The parents of current Yale legacies probably do not remember the last time the men’s basketball team won the Ivy League championship. The Ancient Eight title has not called New Haven home since 1963. Not even Chris Dudley — Yale’s lackluster answer to Princeton’s Bill Bradley and the only Eli ever to play in the NBA — could lead the Bulldogs to a league crown in the mid-80s.

The 3-9 record that the team has posted in non-conference play and the last place Ivy finish the media predicted at the start of the season may have some fearing yet another winter of discontent at the Lee Amphitheater. Yet, in a league that most analysts have all but handed to Pennsylvania on a silver platter, the Bulldogs are confident that they can make a run at an Ivy League championship.

“I think we can win it,” team captain Neil Yanke ’01 said of the team’s prospects in Ivy League play. “I don’t think anyone has any doubt that we can do it.”

While the Elis are better than their record indicates, dreams of an Ivy League crown may be premature for a Yale squad that features only three seniors and 12 sophomores and freshmen. As the team begins conference play tonight at Harvard (WYBC-AM 1340), it is unclear whether the team’s strong performance in a difficult non-conference schedule will translate to Ancient Eight success.

“We played a really tough non-conference schedule and I think we are pretty prepared for the Ivy League,” point guard Chris Leanza ’03 said. “We are going to have a lot of success.”

Closely contested games were the norm for the Bulldogs on their non-league slate. The team dropped two tight contests on the road after falling behind early at Vermont and Rhode Island. The team then led for much of the game against a strong Holy Cross team in Worcester before falling by five.

In their most impressive half of the season, the Elis took a 35-31 into the break against California in Berkeley. These signs point to a team that is ready to make a splash in league play.

Still, the Elis have serious problems to fix in order to compete successfully in the Ancient Eight.
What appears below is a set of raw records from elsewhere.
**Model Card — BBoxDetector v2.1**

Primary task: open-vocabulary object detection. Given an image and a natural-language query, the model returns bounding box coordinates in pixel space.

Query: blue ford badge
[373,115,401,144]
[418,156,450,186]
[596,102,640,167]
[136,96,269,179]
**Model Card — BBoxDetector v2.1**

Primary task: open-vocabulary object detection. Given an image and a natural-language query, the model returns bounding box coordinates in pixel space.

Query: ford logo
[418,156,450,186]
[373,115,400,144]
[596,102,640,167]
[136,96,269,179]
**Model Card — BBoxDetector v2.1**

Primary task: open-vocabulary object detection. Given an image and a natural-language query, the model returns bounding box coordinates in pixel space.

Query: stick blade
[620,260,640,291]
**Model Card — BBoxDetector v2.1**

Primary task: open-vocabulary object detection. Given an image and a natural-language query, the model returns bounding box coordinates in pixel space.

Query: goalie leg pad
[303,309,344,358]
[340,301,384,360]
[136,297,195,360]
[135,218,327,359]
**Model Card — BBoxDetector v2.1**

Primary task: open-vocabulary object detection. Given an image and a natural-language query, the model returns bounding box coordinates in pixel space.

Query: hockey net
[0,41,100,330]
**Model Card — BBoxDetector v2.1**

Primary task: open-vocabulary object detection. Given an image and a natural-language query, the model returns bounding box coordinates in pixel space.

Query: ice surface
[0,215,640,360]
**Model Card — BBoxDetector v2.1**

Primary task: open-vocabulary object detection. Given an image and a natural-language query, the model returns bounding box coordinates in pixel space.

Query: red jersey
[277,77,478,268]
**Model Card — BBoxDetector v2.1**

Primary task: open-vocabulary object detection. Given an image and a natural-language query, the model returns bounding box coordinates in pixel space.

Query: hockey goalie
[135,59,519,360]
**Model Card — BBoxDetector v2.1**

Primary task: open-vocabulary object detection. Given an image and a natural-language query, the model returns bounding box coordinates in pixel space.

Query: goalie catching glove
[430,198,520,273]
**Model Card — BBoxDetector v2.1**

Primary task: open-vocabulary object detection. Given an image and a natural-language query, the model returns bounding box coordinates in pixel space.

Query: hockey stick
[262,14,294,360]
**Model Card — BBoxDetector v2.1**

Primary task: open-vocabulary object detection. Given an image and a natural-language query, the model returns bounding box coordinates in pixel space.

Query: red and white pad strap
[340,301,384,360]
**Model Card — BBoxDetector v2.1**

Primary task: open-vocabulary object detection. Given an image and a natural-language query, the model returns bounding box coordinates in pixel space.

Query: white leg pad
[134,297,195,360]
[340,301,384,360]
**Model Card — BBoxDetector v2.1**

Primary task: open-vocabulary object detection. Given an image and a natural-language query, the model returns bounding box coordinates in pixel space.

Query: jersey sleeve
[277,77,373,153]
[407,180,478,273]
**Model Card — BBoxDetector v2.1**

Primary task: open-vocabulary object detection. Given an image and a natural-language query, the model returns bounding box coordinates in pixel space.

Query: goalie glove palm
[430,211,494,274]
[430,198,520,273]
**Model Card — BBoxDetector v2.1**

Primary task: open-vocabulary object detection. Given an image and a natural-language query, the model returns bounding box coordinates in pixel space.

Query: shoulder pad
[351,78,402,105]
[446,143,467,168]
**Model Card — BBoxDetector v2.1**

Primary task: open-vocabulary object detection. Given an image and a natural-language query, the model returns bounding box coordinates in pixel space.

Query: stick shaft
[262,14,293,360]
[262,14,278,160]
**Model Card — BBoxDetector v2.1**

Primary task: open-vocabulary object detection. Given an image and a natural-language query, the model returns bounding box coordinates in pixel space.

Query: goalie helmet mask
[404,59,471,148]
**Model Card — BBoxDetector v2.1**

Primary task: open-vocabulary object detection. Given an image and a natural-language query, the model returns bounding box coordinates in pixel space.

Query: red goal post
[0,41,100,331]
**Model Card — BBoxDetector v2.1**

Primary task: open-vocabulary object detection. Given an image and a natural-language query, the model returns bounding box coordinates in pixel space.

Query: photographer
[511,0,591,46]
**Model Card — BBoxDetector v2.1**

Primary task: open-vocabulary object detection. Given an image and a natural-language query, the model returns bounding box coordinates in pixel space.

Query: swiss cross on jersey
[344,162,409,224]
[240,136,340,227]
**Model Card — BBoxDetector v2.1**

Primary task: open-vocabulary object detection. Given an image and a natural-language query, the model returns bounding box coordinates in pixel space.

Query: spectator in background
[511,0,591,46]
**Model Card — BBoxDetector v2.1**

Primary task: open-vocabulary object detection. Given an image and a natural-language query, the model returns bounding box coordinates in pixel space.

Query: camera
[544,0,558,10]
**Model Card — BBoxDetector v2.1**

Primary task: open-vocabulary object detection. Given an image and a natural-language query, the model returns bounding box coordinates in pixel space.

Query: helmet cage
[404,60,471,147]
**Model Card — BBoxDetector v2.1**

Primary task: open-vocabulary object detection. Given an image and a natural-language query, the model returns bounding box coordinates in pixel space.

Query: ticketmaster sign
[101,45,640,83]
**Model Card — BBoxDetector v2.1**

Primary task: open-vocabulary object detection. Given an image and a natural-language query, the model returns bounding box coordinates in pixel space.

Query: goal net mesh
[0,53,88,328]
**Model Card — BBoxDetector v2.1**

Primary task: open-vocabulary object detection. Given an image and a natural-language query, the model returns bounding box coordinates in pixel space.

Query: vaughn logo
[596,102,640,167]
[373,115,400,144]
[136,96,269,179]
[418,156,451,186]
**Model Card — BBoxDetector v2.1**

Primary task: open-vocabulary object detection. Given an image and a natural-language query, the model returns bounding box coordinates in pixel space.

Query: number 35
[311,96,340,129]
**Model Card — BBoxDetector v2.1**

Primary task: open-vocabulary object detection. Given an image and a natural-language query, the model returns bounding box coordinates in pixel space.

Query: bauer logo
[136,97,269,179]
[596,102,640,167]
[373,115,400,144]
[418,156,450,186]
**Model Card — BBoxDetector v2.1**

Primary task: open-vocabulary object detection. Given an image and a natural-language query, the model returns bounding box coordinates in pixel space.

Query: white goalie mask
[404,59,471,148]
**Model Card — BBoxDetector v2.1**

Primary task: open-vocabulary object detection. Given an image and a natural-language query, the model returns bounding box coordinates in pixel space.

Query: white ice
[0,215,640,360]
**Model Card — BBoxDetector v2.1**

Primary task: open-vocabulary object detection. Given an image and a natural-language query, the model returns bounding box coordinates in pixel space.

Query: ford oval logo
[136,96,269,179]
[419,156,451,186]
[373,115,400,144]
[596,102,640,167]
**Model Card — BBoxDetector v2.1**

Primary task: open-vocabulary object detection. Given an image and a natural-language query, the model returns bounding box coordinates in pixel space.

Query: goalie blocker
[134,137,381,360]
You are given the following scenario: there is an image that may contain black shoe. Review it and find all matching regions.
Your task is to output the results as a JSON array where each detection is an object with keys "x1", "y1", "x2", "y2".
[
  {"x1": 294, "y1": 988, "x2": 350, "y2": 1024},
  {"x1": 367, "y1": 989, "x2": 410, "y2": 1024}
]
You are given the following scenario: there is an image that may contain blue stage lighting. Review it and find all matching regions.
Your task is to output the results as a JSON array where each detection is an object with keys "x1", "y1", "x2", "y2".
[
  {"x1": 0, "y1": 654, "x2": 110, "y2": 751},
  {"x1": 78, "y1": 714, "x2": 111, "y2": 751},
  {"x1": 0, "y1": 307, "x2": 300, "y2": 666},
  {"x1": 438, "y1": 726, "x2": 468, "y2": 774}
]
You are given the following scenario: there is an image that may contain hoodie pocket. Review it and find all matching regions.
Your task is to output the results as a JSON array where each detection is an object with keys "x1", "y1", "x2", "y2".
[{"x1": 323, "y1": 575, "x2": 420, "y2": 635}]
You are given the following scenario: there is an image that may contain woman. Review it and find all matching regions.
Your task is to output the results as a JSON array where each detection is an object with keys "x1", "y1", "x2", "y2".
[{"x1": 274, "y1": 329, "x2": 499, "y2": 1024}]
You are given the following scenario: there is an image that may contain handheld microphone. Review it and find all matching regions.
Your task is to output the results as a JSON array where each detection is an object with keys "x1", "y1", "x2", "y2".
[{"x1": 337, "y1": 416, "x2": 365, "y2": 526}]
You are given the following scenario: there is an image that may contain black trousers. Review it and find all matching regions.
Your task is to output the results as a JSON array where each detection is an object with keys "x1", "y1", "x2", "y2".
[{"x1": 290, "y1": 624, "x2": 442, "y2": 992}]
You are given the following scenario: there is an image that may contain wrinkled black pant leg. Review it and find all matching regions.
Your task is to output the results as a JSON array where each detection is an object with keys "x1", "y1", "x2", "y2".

The team has managed to stay in almost all of its games despite averaging a dreary 38.5 percent shooting from the floor.

“It is a situation where you shoot the ball from the perimeter pretty well and you have got to make some easy shots,” head coach James Jones said. “We have got to make some shots at the basket and some guys are going to have to step up and do a little better job.”

That burden will fall on the 6-foot-11 Yanke, forward Tom Kritzer ’01 — a recent addition to the starting lineup — and slashing guard Ime Archibong ’03.

On the perimeter, Leanza, whose 16 points per game leads the Elis, has been the consistent standout in Bulldog blue. He is shooting 45 percent from the field — good for fifth in the Ivy League and an impressive stat for a player who takes two-thirds of his shots from behind the arc.

A trio of freshmen — Scott Gaffield, Matt Minoff and Paul Vitelli — have impressed with their perimeter play. But their strong nights have only been flashes in the pan and one, if not all three, will need to torch the nets consistently for the Bulldogs to improve on their 62 points per game average.

On the defensive end, Jones said he has been disappointed with his team’s effort at points this season.

“We don’t get stops a lot of times in crucial points of the game and that is something we definitely need to concentrate on,” Jones said.

Tonight’s league opener versus Harvard provides an immediate test for the young Eli squad. The Crimson boast one of the premier players in the Ivy League in All-Ivy forward Dan Clemente, whose strong inside-outside game is a difficult challenge for those with the unenviable task of guarding him. Patrick Harvey and Elliot Prasse-Freeman make a dangerous outside shooting combo that Yale must contain.

The duo of Yanke and the 6-foot-10 Kritzer should prove to be a difficult match-up for the Cantab front line.

“I think where they are weak is in the five spot,” Jones said. “We definitely want to get the ball inside. That is our game plan and that is where our biggest advantage is.”

After the Harvard contest, the Bulldogs will make the three hour trip to Hanover, N.H. to take on Dartmouth (2-9, 0-2 Ivy). The Big Green dropped two close contests to the Crimson by a total of five points, and will provide another demanding test for the Elis.